In vitro glucosylation assay and products preparation

In vitro glucosylation assay was performed in the reaction buffer containing 50 mM PBS, pH 6.5 and 5 mM β-mercaptoethanol. Mogrosides (M2E, M3, M3E, M4A, SIA and M5) were dissolved in 50% DMSO to a concentration of 10 mM. UPG was dissolved in water to 80 mM concentration.

Following reaction setup, 0.5 mM mogrosides, 8 mM UPG and 10 µg purified enzymes were mixed into a reaction system of 100 μl. The reaction system was incubated at 45 °C for different time courses and was terminated by adding 50 μl of methanol into the system following 5 min incubation at 95 °C. The reaction system was centrifuged at 12,000 × g for 10 min. The supernatant containing the glucosylated products was collected, stored at 4 °C for further UPLC or UPLC-ESI-QTOF-MS/MS analysis.

Ultra performance liquid chromatography analyses

Glucosylated products were analyzed on a Waters ACQUITY UPLC I-Class system (Waters, Milford, MA, USA) with diode array detector (Waters), using an ACQUITY UPLC BEH C18 column (2.1 × 100 mm, 1.7 μm particle, Waters) with flow rate of 0.25 ml/min and the injection volume of 5 µl at 30 °C. The mobile phase is consisted of 0.1% formic acid in water (v/v, solvent A) and pure acetonitrile (solvent B) with a gradient elution: 0–10 min, 21–28% (solvent B). The detection wavelength was 203 nm. The target products were identified by comparing the elution time and Mass spectrometry with those of mogroside standards (Chengdu Must Bio-Technology Co., Ltd). The products were quantified by extra-standard method of chromatographic peak area. Conversion rate was calculated by dividing the quantity of certain products by that of total products.

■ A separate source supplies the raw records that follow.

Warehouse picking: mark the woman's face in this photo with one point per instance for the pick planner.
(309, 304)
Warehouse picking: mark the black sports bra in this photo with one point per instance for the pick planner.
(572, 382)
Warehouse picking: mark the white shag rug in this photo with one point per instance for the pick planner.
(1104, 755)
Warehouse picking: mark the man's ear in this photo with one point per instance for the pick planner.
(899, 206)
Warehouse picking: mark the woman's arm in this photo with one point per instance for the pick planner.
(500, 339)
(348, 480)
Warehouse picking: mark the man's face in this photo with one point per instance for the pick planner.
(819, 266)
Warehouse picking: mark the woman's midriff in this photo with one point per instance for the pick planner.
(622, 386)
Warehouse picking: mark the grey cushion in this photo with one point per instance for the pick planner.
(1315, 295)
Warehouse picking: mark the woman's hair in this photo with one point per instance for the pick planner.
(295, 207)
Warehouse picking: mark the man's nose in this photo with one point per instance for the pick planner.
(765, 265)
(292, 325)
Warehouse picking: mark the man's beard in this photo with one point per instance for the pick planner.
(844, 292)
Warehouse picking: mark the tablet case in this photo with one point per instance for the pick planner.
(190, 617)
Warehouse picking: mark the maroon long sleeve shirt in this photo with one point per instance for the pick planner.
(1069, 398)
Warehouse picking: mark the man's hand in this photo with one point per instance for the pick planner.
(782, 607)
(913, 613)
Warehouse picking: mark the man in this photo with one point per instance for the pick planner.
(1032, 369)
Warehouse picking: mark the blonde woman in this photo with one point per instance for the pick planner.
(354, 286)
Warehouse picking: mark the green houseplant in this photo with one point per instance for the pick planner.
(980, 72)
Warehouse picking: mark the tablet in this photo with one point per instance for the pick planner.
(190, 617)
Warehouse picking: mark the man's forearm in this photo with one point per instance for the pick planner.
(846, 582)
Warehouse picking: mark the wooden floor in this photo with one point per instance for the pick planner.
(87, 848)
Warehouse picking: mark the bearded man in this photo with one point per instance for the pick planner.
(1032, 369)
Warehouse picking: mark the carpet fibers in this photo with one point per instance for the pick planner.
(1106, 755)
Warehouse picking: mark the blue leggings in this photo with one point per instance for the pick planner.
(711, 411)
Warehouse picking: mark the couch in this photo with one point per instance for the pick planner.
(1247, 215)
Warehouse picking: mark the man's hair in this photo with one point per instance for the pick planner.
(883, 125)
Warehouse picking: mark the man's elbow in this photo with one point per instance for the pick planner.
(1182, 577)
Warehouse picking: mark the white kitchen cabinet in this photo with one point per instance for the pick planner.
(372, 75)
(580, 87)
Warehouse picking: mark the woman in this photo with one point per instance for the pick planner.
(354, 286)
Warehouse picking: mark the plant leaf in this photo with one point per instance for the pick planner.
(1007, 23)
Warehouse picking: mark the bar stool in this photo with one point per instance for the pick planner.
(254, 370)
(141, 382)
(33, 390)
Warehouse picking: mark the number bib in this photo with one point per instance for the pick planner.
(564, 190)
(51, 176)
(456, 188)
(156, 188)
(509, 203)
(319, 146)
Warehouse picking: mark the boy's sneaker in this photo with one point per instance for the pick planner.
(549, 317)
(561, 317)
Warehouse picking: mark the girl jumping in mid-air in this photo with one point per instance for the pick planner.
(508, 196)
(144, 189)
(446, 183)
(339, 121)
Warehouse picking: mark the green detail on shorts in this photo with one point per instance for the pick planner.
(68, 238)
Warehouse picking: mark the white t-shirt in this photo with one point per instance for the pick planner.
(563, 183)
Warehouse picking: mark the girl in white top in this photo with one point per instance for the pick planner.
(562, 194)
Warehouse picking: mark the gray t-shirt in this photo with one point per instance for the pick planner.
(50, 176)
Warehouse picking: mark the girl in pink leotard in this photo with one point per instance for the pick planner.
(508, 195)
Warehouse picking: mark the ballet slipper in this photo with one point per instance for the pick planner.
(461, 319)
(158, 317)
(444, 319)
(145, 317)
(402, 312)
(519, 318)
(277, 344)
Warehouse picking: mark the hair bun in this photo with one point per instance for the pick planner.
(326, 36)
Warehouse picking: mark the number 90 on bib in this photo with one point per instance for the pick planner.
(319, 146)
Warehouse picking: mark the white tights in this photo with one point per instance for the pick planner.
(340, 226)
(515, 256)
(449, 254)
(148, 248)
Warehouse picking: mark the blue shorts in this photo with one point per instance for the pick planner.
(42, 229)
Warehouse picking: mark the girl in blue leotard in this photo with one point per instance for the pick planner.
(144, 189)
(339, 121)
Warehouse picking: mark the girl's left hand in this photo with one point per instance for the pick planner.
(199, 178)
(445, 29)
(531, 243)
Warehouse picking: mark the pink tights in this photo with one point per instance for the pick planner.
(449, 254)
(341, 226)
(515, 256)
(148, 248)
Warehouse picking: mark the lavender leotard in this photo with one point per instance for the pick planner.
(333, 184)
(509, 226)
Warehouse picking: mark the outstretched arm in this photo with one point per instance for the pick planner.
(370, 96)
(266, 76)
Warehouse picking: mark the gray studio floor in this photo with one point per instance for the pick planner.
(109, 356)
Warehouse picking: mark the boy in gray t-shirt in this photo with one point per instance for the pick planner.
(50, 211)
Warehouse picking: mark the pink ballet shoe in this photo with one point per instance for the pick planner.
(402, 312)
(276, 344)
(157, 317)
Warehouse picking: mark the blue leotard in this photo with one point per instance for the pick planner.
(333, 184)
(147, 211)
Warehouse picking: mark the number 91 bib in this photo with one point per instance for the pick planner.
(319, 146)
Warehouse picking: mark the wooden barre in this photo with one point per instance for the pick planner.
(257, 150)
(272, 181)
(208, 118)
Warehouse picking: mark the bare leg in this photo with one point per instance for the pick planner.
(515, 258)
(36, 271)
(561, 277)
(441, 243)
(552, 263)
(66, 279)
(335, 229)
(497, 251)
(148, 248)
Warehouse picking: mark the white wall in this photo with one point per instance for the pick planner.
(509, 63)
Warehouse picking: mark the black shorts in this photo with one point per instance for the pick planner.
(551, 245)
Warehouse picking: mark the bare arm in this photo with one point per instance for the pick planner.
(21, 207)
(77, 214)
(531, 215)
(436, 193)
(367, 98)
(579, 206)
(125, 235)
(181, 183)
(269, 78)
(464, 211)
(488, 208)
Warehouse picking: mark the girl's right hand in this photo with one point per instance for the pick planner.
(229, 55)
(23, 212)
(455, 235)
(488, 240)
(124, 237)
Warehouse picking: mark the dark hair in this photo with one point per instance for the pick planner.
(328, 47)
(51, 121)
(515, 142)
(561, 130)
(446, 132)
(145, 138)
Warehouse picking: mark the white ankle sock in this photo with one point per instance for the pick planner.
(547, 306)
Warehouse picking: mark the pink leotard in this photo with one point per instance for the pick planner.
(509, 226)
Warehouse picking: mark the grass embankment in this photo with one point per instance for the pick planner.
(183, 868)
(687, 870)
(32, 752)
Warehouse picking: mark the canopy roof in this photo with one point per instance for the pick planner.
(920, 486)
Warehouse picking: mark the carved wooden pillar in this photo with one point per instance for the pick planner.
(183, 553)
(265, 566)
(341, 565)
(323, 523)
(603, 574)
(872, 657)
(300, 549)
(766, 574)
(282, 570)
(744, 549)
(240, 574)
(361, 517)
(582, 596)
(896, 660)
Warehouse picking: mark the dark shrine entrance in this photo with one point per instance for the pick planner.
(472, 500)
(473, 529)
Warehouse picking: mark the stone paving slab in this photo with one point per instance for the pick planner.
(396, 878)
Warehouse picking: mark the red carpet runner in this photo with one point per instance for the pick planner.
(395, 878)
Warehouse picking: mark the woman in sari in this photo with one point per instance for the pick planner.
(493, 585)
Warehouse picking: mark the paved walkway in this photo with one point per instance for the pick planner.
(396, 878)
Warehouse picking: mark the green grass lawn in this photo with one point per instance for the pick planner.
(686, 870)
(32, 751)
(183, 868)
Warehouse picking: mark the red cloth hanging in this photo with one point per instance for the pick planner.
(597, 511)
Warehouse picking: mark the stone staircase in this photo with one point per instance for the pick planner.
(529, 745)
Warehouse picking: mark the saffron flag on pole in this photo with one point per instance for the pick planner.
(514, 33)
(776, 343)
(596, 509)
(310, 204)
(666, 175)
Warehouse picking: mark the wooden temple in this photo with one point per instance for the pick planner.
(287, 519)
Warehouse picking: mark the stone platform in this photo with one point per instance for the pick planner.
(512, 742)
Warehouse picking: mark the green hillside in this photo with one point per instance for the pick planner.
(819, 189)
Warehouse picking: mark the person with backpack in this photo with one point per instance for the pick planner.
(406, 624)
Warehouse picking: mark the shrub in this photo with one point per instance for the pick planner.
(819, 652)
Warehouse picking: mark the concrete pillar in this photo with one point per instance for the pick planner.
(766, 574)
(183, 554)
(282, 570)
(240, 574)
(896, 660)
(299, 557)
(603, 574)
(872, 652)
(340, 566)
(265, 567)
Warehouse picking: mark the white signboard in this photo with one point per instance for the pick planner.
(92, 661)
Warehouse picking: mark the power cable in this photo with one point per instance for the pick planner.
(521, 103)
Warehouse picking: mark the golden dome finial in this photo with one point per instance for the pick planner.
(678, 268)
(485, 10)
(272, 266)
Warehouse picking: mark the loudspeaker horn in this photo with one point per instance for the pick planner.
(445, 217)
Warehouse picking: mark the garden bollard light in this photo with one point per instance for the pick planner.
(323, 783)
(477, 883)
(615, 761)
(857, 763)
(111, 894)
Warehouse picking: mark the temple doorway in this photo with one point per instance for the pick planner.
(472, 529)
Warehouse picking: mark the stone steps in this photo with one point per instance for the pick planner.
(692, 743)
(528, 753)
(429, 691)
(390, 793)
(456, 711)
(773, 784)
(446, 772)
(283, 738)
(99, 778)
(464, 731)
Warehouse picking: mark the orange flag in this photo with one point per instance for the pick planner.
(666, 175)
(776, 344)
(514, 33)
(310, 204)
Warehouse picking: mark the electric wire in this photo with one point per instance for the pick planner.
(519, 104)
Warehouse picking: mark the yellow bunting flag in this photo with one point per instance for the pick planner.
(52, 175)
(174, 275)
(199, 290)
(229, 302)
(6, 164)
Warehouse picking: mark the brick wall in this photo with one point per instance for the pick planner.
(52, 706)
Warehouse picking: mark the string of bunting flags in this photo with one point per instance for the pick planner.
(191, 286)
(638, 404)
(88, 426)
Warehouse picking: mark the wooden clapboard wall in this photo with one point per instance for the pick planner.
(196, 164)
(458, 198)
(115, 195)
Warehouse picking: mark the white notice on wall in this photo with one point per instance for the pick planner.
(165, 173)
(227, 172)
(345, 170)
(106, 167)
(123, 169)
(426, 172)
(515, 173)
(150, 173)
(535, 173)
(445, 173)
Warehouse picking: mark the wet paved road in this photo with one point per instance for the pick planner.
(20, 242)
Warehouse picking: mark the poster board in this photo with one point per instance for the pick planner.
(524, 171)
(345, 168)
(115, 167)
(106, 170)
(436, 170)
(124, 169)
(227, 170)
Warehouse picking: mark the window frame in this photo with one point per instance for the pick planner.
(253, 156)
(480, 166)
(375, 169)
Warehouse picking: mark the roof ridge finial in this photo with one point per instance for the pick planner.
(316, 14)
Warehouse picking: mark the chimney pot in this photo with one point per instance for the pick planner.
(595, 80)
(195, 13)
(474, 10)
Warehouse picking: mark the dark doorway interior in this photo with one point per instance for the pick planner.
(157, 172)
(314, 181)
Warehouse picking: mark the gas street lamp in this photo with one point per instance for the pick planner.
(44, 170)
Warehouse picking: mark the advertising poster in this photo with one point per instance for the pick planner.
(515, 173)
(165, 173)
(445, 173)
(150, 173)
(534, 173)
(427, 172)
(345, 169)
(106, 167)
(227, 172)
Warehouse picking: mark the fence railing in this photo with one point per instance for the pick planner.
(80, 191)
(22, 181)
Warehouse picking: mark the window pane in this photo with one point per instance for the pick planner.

Mass spectrometric analysis

The qualitative analysis of the glycosylated products was conducted using the Xevo G2-XS Q/TOF mass spectrometer (Waters) system in the negative mode of the electrospray ionization (ESI) interface. The desolvation gas flow rate was set to 600 L/h at 250 °C. The cone gas was set to 50 L/h and the source temperature was set at 100 °C. The capillary and cone voltages were set at 2.5 kV and 40 V, respectively. MS/MS fragment information was obtained using a collision energy ramp from 10 to 45 V. Mass spectrometry was performed in full scan mode from m/z 50 to 1500. Accurate mass and fragment ions were got using MassLynx™ software (version 4.1, Waters). One set of samples was analyzed.

Reporting summary

Further information on research design is available in the Nature Portfolio Reporting Summary linked to this article.